A spectral-domain approach for gravity forward modelling of 2D bodies

We provide the spectral-domain solutions for the gravity forward modelling of a 2D body with constant, polynomial and exponential density distributions, including the gravitational attraction and its arbitrary-order derivatives. The gravity effects may be directly obtained from the derivatives of a constructed scalar quantity and the surface integral of the density function over the 2D body. Then, the surface integrals of the spectral expansion coefficients of the scalar and the density function are converted to the line integrals along the boundary of the mass body using the Gauss divergence theorem and thus can be evaluated by numerical integration. The surface integrals for the exponential density model are expressed as the infinite expansions of line integrals and converge fast. Approximating the mass body to a 2D polygon, the surface integrals can be evaluated by simple analytic formulas for the constant density model and by linear recursive relations for the polynomial density model.

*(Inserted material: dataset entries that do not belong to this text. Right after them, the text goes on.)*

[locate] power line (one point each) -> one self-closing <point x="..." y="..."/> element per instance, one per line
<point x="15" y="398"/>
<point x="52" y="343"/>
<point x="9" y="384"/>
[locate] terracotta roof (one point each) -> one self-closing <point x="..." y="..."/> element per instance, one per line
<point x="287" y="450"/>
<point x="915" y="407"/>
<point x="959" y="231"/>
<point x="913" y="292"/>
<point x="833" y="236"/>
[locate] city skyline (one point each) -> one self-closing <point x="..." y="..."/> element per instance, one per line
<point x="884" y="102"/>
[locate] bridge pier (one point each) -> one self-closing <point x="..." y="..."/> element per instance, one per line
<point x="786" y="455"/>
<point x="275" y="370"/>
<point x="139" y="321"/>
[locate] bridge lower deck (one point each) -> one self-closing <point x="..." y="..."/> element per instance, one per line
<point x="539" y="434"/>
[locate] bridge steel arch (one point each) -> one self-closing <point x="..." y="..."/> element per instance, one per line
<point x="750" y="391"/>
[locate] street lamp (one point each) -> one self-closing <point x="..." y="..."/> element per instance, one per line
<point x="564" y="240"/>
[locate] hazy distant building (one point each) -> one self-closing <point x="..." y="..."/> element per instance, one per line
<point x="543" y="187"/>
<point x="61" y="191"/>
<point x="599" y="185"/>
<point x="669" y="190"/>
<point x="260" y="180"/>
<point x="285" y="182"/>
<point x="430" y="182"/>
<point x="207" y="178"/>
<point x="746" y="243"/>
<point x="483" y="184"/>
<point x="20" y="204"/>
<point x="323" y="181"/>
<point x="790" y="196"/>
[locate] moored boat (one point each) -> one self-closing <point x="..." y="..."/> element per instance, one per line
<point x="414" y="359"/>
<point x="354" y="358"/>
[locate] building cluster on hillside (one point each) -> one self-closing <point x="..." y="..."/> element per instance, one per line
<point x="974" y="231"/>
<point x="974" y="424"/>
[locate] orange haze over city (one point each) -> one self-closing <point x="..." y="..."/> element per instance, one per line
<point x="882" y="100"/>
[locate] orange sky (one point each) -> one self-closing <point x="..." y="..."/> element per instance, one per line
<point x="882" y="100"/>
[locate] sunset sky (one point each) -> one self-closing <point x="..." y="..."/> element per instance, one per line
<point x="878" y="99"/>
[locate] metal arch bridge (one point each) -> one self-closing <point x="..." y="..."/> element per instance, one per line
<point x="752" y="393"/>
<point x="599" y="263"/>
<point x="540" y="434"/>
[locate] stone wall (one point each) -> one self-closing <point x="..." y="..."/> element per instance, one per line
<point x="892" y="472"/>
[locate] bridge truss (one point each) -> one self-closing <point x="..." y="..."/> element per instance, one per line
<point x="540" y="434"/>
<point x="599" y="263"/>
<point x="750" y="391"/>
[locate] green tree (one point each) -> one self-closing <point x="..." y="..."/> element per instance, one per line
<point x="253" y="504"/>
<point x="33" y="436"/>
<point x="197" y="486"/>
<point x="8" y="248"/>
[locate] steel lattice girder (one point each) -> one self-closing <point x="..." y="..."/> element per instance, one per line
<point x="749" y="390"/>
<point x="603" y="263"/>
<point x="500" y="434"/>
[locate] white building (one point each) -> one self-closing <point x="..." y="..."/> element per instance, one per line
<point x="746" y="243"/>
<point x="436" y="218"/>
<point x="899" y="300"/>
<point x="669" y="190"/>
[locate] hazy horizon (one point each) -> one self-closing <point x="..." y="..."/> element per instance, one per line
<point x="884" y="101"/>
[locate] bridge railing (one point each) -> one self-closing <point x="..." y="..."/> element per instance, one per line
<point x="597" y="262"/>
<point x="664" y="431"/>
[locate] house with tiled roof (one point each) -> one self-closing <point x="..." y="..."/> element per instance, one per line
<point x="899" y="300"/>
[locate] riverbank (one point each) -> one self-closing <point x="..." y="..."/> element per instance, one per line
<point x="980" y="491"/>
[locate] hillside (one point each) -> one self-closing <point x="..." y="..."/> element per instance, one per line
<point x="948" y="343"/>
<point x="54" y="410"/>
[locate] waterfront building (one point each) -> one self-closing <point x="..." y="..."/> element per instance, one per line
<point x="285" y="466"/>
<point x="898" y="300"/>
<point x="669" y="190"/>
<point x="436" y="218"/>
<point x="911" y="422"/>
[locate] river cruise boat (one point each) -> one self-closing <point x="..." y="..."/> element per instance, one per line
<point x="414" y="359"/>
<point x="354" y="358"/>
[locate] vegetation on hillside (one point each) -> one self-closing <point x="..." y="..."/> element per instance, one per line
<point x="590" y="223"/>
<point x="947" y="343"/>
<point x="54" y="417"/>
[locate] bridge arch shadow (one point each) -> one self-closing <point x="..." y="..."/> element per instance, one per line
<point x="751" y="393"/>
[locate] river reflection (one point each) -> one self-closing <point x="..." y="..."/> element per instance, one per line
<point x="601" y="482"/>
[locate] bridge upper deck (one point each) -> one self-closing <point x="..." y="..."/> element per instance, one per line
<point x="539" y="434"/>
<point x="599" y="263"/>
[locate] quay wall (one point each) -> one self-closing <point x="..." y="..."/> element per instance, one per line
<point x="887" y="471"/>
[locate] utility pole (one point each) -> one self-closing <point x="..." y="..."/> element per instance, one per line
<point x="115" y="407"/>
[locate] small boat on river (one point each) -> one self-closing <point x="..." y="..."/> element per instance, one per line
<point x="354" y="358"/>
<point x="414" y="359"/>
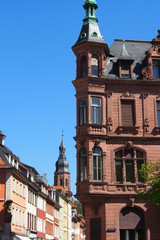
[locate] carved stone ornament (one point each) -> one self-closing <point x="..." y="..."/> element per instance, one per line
<point x="128" y="145"/>
<point x="127" y="95"/>
<point x="145" y="72"/>
<point x="109" y="124"/>
<point x="96" y="143"/>
<point x="146" y="125"/>
<point x="132" y="200"/>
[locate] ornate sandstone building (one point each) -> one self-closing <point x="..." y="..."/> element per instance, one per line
<point x="118" y="129"/>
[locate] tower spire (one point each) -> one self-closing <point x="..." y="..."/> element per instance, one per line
<point x="90" y="30"/>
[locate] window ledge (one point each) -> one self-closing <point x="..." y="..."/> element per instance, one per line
<point x="128" y="129"/>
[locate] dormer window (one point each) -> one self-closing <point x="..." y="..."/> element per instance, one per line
<point x="94" y="66"/>
<point x="84" y="70"/>
<point x="156" y="68"/>
<point x="125" y="69"/>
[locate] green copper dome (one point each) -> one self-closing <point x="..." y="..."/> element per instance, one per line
<point x="90" y="30"/>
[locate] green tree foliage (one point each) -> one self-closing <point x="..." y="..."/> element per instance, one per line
<point x="151" y="175"/>
<point x="79" y="207"/>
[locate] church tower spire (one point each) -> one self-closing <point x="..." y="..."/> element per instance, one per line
<point x="90" y="31"/>
<point x="62" y="175"/>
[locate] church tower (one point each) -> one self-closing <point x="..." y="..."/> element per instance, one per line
<point x="117" y="130"/>
<point x="62" y="175"/>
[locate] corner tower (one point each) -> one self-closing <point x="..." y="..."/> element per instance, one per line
<point x="62" y="175"/>
<point x="91" y="52"/>
<point x="117" y="130"/>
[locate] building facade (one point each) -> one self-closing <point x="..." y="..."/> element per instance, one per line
<point x="118" y="123"/>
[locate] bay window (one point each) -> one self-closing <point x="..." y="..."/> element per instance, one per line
<point x="128" y="113"/>
<point x="156" y="68"/>
<point x="97" y="164"/>
<point x="128" y="164"/>
<point x="94" y="66"/>
<point x="83" y="164"/>
<point x="82" y="111"/>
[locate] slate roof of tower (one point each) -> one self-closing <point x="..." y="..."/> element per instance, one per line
<point x="88" y="32"/>
<point x="136" y="51"/>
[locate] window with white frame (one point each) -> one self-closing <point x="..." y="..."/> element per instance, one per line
<point x="96" y="110"/>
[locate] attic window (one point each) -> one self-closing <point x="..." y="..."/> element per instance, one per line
<point x="125" y="69"/>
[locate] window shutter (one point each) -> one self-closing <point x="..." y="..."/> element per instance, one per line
<point x="127" y="113"/>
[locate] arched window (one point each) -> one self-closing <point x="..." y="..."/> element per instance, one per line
<point x="83" y="164"/>
<point x="94" y="66"/>
<point x="61" y="184"/>
<point x="97" y="163"/>
<point x="131" y="224"/>
<point x="127" y="165"/>
<point x="84" y="70"/>
<point x="66" y="182"/>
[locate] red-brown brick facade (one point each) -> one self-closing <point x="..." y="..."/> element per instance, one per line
<point x="118" y="129"/>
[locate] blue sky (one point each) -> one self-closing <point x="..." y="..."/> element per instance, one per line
<point x="37" y="66"/>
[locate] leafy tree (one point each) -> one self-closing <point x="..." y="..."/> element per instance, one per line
<point x="79" y="207"/>
<point x="151" y="175"/>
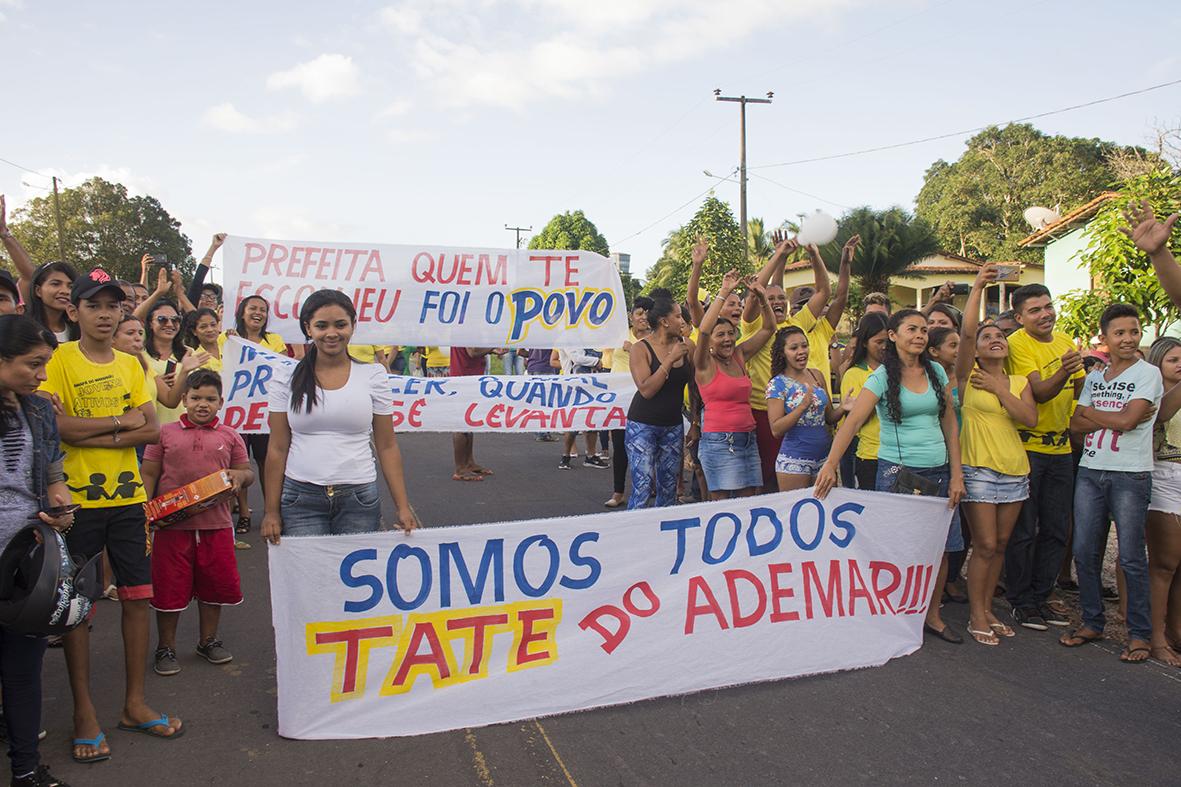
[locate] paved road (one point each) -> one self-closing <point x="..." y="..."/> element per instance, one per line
<point x="1025" y="710"/>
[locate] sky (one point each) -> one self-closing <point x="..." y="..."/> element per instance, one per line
<point x="442" y="121"/>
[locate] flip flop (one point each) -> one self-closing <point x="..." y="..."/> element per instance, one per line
<point x="467" y="476"/>
<point x="148" y="727"/>
<point x="97" y="741"/>
<point x="1076" y="635"/>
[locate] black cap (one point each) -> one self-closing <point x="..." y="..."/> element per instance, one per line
<point x="8" y="283"/>
<point x="90" y="284"/>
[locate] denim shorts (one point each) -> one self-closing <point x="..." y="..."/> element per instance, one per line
<point x="985" y="485"/>
<point x="730" y="460"/>
<point x="943" y="475"/>
<point x="312" y="509"/>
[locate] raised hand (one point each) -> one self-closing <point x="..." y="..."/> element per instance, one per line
<point x="1146" y="232"/>
<point x="849" y="249"/>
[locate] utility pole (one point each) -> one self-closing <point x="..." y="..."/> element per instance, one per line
<point x="57" y="214"/>
<point x="519" y="231"/>
<point x="742" y="101"/>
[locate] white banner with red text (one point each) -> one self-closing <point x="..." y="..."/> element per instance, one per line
<point x="435" y="294"/>
<point x="485" y="403"/>
<point x="383" y="635"/>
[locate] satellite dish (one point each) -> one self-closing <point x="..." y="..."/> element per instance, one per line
<point x="1041" y="218"/>
<point x="819" y="228"/>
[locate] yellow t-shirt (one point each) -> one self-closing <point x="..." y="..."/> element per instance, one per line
<point x="868" y="436"/>
<point x="1028" y="355"/>
<point x="163" y="414"/>
<point x="438" y="357"/>
<point x="98" y="477"/>
<point x="758" y="368"/>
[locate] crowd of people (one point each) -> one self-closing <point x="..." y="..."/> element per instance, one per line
<point x="110" y="394"/>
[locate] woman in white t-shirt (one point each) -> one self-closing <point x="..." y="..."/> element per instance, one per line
<point x="320" y="475"/>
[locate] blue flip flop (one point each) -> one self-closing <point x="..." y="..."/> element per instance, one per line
<point x="97" y="741"/>
<point x="148" y="727"/>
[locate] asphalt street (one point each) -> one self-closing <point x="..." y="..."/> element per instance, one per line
<point x="1029" y="710"/>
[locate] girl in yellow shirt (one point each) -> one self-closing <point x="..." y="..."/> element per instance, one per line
<point x="996" y="468"/>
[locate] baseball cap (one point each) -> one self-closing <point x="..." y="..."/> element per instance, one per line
<point x="8" y="283"/>
<point x="90" y="284"/>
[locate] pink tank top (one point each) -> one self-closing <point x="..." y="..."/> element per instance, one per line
<point x="726" y="402"/>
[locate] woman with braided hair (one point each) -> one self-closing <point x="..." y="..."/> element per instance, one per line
<point x="913" y="399"/>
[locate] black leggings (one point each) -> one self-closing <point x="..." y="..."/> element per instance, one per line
<point x="619" y="460"/>
<point x="20" y="675"/>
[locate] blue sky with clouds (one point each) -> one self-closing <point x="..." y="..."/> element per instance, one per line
<point x="441" y="121"/>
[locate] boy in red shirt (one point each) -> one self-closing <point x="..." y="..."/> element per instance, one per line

The numerical implementation shows that the spectral-domain algorithm of this paper can produce high accurate forward results, e.g. 13-16 digits achievable precision for the gravity vector. Although the spectral-domain method is only suitable for forward computation of the external gravity effects of the 2D body, it is numerically stable for arbitrary observation point outside the smallest enclosed circle. The closed-form solutions for the 2D body with constant or polynomial density distribution are high precision to evaluate the gravity anomaly at the point near or inside the body, but may be lower precision when the computation point moves away from the body. The spectral-domain algorithm can handle the polynomial and exponential density model in both horizontal and vertical directions.